Ukraine said on Wednesday it had destroyed Russian pontoon bridges with U.S.-made weapons to defend its incursion into Russia’s Kursk region, while Moscow said its forces had halted Kyiv’s advance there and gained ground in eastern Ukraine.
Kyiv has announced a string of battlefield successes since it crossed unexpectedly into Kursk region on Aug. 6. Moscow has steadily inched forward in eastern Ukraine, pressuring troops worn down by 2-1/2 years of fighting.
Zelenskiy said Ukraine’s military was responding to the Russian push by strengthening its forces around Pokrovsk, the focus of Russian advances in eastern Ukraine.
Speaking in one of his regular televised addresses, he also urged Kyiv’s allies to honour commitments to send munitions for use by the Ukrainian armed forces. “This is fundamental for defence,” he said.
Olaf Scholz, chancellor of Ukraine’s close ally Germany, said he expected Kyiv’s push in Kursk region to be a “very limited operation in terms of space and probably also in terms of time”, adding Berlin had not been consulted in advance.
Ukraine has closely guarded its overarching aims in Kursk region, but said it has carved out a buffer zone from an area Russia has used to pound targets in Ukraine with cross-border strikes.
A video posted by Ukrainian special forces showed strikes on several pontoon crossings in Kursk region, where Russia has reported that Ukraine has destroyed at least three bridges over the Seym river as it seeks to hold the captured land.
“Where do Russian pontoon bridges ‘disappear’ in the Kursk region? Operators … accurately destroy them,” Ukraine’s Special Operations Forces said on Telegram messenger.
Ukraine’s Foreign Ministry has said Kyiv has made bigger territorial gains in the Kursk region than Moscow has made in Ukraine this year. Russia has called the incursion an escalation.
Ukraine smashed through the Russian border in the Kursk region on Aug. 6 in an attempt to force Moscow to divert troops from the rest of the front, though Russian forces have continued to advance in recent days.
Russia took the settlement of Zhelanne, which lies less than 20 km (12 miles) to the east of the transport hub Pokrovsk, according to the Russian defence ministry.
Both sides reported being targeted by major drone attacks.
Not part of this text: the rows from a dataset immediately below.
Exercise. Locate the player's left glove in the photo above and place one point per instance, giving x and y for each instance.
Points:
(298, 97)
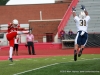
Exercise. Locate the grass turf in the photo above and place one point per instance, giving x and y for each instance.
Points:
(65, 65)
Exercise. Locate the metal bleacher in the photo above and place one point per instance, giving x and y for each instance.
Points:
(93, 8)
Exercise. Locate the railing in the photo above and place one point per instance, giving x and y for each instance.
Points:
(67, 16)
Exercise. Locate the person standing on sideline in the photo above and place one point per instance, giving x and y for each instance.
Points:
(82, 26)
(29, 43)
(16, 45)
(12, 31)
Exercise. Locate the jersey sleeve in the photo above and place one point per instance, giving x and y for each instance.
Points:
(76, 18)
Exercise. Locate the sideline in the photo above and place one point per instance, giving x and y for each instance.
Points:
(53, 65)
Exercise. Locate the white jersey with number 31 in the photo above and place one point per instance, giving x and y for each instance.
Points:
(82, 24)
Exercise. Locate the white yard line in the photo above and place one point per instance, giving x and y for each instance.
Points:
(52, 65)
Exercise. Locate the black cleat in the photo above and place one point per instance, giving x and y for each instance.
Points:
(80, 53)
(75, 55)
(11, 59)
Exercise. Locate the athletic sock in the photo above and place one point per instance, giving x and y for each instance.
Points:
(10, 52)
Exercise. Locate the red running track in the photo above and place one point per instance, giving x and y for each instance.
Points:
(44, 52)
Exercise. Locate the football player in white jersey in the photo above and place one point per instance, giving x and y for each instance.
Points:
(82, 26)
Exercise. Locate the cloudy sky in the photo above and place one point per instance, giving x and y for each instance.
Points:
(18, 2)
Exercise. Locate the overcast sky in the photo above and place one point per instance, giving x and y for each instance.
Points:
(18, 2)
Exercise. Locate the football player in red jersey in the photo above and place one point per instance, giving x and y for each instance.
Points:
(13, 30)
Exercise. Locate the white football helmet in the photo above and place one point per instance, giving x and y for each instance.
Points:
(15, 21)
(82, 15)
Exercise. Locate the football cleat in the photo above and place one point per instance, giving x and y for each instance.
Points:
(11, 59)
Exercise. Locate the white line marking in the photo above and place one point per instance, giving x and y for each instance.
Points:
(36, 68)
(51, 65)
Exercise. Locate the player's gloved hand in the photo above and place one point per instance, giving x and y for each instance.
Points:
(82, 7)
(26, 45)
(73, 9)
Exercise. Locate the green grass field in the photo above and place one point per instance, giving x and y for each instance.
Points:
(56, 65)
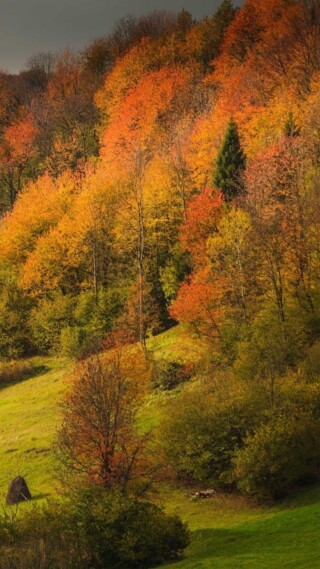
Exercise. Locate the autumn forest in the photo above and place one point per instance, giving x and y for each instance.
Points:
(165, 183)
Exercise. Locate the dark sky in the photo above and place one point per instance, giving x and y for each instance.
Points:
(30, 26)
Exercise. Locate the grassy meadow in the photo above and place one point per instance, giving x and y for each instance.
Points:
(228, 532)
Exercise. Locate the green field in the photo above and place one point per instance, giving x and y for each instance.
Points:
(227, 532)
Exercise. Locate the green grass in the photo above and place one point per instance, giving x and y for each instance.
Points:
(29, 416)
(227, 532)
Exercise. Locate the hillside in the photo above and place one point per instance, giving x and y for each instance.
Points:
(228, 532)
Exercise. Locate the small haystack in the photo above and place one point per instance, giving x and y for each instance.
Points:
(18, 491)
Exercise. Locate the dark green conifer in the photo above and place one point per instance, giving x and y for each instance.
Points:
(230, 164)
(290, 128)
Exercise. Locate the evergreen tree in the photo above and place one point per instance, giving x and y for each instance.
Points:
(290, 128)
(230, 164)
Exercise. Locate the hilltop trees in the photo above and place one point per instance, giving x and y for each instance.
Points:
(127, 210)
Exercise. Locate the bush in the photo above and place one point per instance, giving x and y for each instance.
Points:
(202, 431)
(310, 367)
(95, 529)
(167, 375)
(281, 453)
(14, 371)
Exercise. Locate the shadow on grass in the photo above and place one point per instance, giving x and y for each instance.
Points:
(35, 372)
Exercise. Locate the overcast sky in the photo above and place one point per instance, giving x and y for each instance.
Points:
(31, 26)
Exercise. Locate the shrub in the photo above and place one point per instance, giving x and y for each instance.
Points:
(310, 367)
(202, 431)
(94, 529)
(281, 453)
(167, 375)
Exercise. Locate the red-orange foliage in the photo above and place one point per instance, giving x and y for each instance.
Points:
(203, 213)
(199, 304)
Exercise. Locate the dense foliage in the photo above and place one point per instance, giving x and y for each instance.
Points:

Ukraine said it intercepted 50 of 69 drones launched by Russia; Moscow said its air defences destroyed 45 drones over Russian territory, including 11 over the Moscow region.
Reporting back to Moscow, Major General Apti Alaudinov, commander of Chechnya’s Akhmat special forces and the deputy head of the defence ministry’s military-political department, said Russia had stalled the Ukrainian incursion.
“We halted them and started pushing them back,” Alaudinov told Rossiya state television. He said Ukrainian forces were regrouping and could soon launch a new attack, though he gave no further details.
Russia has repeatedly said the Ukrainian offensive has been halted. Ukraine has kept touting gains, saying it has captured 92 settlements over an area of more than 1,250 square km.
The Ukrainian military, which has not made significant gains on its own soil since late 2022, has gotten a much needed morale boost from the incursion.
Roman Kostenko, secretary of the Ukrainian parliament’s national defence committee, said Russia’s priority remained to capture the Donetsk region despite the incursion and that it was not pulling forces from near Pokrovsk to act as reinforcements.
“The enemy indeed began to transfer some troops… But they have a principal position – not to withdraw troops from the Pokrovsk direction,” he was quoted as saying by Espreso.TV media.